As a project manager, you can lead your team through creative approaches to solving problems.
3. Find creative ways of providing service.
The Mayo Clinic approached providing medicine and healthcare differently from the beginning. As early as 1914 they understood wellness was connected to one’s physical surroundings. Their first building had an elegant lobby, and others had carillon bells. Later buildings included art galleries, grand pianos, sculptures, and even concerts.
Today these things are common. It’s normal to find gardens, fountains, and art on hospital grounds.
But back in 1914, this creative approach set them apart.
This is one of many advantages of creativity in business.
You can find creative ways of providing service that capture customer attention and drive loyalty.
4. Disrupt the marketplace.
Disrupting the market may be the first thing that comes to mind when thinking of the advantages of creativity in business.
This is happening more and more these days. Uber, Airbnb, Dollar Shave Club, and many more examples.

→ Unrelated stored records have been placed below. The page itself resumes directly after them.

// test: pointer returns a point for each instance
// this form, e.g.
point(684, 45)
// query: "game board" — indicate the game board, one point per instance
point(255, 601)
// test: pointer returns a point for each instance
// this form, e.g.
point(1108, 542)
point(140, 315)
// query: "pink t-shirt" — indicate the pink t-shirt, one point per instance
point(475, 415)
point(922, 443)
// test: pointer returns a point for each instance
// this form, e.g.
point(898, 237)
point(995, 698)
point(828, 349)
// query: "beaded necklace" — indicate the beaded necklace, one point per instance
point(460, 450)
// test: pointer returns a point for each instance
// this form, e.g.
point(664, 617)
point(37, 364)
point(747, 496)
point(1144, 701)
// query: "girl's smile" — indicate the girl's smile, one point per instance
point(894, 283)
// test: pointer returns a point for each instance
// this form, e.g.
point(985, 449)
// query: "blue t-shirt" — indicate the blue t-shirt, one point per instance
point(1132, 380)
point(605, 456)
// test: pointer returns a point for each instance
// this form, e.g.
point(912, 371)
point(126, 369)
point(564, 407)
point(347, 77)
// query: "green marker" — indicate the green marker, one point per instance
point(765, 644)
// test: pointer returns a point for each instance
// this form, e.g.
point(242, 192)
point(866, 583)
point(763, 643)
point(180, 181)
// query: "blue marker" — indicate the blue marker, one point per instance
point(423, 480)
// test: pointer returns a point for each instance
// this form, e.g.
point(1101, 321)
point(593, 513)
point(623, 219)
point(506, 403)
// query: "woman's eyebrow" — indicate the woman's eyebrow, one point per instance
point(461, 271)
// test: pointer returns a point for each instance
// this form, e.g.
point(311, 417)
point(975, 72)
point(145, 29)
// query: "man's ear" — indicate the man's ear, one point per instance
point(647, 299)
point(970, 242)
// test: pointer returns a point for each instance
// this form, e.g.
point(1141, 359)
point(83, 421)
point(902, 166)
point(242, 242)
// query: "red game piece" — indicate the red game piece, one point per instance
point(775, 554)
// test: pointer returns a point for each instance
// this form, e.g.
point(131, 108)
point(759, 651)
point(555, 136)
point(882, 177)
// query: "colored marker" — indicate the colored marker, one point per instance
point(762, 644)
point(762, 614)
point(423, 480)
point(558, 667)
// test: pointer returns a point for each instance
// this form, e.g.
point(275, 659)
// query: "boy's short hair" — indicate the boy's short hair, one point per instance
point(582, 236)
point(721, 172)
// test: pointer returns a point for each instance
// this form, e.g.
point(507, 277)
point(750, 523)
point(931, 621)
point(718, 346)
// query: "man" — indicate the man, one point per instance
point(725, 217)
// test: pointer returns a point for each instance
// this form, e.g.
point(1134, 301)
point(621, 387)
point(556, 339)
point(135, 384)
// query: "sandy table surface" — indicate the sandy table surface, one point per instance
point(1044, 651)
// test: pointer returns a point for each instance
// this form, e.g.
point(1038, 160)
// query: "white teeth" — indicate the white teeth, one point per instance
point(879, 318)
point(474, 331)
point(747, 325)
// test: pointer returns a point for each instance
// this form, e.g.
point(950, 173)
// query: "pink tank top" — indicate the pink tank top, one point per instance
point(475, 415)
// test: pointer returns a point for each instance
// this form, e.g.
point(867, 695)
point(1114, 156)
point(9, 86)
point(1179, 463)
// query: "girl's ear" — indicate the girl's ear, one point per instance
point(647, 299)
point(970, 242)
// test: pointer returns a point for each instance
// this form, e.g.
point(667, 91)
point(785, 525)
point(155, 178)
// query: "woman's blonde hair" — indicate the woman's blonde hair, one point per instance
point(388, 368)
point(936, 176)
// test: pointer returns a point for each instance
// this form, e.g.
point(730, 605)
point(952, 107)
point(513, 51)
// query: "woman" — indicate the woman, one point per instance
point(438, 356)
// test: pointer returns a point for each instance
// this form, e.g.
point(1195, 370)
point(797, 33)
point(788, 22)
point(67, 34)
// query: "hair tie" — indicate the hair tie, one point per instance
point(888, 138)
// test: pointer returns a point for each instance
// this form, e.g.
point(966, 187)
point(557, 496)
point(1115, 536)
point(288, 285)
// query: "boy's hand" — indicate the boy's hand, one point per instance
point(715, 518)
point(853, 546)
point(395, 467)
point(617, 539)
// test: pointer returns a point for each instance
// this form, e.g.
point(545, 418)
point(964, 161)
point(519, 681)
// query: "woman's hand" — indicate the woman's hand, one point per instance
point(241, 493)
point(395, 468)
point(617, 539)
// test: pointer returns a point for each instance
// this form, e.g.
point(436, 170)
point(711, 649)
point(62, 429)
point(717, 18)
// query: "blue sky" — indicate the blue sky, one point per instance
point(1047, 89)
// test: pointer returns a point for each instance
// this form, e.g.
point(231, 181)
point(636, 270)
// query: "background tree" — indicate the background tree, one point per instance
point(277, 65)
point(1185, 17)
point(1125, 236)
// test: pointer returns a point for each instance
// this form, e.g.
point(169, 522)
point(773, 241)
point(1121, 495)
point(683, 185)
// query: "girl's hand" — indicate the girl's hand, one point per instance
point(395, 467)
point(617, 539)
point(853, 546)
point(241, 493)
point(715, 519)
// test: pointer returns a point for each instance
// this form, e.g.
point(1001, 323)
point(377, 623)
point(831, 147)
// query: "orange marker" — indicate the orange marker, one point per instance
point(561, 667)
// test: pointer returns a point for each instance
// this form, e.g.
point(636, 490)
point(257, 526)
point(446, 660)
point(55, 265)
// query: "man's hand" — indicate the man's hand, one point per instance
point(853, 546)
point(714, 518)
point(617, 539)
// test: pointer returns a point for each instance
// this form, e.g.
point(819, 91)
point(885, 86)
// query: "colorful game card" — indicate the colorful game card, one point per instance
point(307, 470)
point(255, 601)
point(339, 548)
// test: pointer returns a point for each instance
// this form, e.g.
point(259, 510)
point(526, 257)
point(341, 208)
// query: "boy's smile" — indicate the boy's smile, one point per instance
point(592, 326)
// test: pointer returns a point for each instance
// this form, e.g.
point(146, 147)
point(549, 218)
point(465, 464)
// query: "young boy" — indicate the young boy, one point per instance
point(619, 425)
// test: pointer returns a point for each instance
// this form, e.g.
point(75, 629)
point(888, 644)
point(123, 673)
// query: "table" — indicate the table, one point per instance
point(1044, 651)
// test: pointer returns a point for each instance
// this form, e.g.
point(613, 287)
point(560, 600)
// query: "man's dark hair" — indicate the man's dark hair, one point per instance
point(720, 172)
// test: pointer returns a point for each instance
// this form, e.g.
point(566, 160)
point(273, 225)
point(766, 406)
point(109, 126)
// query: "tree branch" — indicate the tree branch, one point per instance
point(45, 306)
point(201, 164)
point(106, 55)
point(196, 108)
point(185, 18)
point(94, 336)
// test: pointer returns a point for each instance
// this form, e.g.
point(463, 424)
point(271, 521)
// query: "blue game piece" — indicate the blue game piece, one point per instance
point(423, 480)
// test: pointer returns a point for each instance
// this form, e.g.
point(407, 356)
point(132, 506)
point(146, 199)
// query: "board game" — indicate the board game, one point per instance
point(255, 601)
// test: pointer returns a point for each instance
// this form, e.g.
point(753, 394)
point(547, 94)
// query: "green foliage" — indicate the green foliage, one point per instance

We’ve seen the growing popularity of Bird Scooters here in Memphis. Friends who would have at once taken an Uber are opting for electric scooters if the destination is close enough.
5. Do good.
There are creative business approaches that can be both profitable and good for the community. Partnering with local non-profits and engaging in corporate philanthropy are two approaches.
And there are other creative business models that can provide value on multiple levels.
Global Cafe is one example of using a creative approach to solve a problem and provide value.
Sabine Langer started Global Café after meeting refugee women in the culturally diverse Binghampton neighborhood in Memphis.
Langer shared the story behind the creation of Global Cafe:
The political climate post election was divisive and I was interested in making a direct impact in the lives of immigrants and refugees, even if it was a small one.
I was doing research and I came across an article in a local newspaper about Thi Mitsamphanh, a refugee from Laos, who started the First International Baptist Church of Memphis in the Binghampton neighborhood, which really lit a fire in me.
As a vegan who does not cook, I tend to drag my family and friends to a lot of ethnic restaurants since it is typically easier to find vegan options in Ethiopian, Indian, Vietnamese, etc. cuisine.
While doing research in the Binghampton neighborhood, I came across women who were cooking as a side gig to make extra money and who did not have the financial capabilities or the business knowledge to open their own restaurant.
I realized I could bridge that gap. Although I have zero experience in the culinary industry and I don’t cook, I do have a business background.
The research and business planning took about two years and during that process I looked into a lot of different concepts nationally. Global Café is a very unique concept – the only food court that’s a social enterprise and employs immigrants and refugees and is not a business incubator that forces food entrepreneurs out after a set amount of time.
The restaurant is making a positive impact on the community, too.
It has an open floor plan that allows patrons to meet and talk with the cooks. Customers are able to experience amazing global cuisine from different countries in one place. And it brings different cultures together in a way that provides positive exposure for all.
Creative business approaches can bring value to the market and do good for communities.
As you’ve read in the many examples above, creativity isn’t just for artists.
It’s for business, too.
It plays an important role in business success and needs to be embraced as a true asset to help you stand out, save money, provide great service, and do something you can feel good about.
And in today’s competitive market, creativity just might give you a valuable competitive advantage.